Companies & Gossip
One definition of Gossip is “a form of communications that an individual(s) participates in for the purpose of discussion, or passing onto to others, hearsay information.”
In the past year, several new sites and apps have been created to “modernize office gossip.” Memo recently celebrated its one year anniversary serving employees who want to post messages to their employers anonymously. The difference between Memo and other office gossip sites is that “Memo users have to verify their affiliation with a company before they’re allowed to post in a company group. Founder Ryan Janssen calls this ‘defined identity’ rather than anonymity — users either have to connect their LinkedIn account or have an email sent to their company email to be verified, but then Memo deletes any identifying information, and users can post anonymously to their company group.” It has been reported by Memo that the app has helped employees vent emotions in real time. Many companies have moved to block the app from employees.

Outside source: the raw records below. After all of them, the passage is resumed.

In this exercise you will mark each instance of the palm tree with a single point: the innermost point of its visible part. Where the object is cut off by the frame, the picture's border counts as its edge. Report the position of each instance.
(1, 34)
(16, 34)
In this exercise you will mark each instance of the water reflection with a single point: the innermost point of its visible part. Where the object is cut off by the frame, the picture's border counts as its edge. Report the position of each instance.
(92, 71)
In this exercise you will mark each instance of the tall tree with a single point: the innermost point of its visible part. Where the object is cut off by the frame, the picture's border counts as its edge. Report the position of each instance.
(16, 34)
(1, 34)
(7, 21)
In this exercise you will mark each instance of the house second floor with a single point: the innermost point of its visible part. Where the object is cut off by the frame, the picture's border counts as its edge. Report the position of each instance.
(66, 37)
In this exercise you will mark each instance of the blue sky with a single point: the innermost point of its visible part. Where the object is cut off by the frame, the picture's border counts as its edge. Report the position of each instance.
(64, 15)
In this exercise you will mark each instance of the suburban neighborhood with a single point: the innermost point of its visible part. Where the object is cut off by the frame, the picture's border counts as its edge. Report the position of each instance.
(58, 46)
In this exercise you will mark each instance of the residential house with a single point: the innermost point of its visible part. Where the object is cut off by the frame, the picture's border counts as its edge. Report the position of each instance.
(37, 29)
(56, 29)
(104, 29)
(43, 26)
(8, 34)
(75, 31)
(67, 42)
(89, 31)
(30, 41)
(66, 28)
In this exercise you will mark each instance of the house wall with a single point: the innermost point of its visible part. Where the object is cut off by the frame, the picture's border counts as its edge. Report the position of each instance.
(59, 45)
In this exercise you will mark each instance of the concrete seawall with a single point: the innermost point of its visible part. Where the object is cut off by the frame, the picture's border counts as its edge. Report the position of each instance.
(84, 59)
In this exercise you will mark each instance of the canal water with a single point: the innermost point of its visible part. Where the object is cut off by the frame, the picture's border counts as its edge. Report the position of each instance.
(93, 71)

In 2008, I wrote a blog about the more “traditional” office gossip sites have been go-to web pages for job seekers and curious corporate leaders. The blog is as relevant today as it was seven years ago. Let me know what YOU think!
Popular company gossip sites are: Glassdoor.com and Vault.com. Many civil engineers are visiting the sites and writing, some say “critiquing”, the civil engineering firms that they currently work for or have worked. These sites allow employees to anonymously post information about company interview processes, company culture, specific management styles, benefits, salaries, bonuses, work space and anything you can think to comment about. Comments range from “great company with strong benefits” to “avoid manager of highway design, based in corporate office, as he micro manages.”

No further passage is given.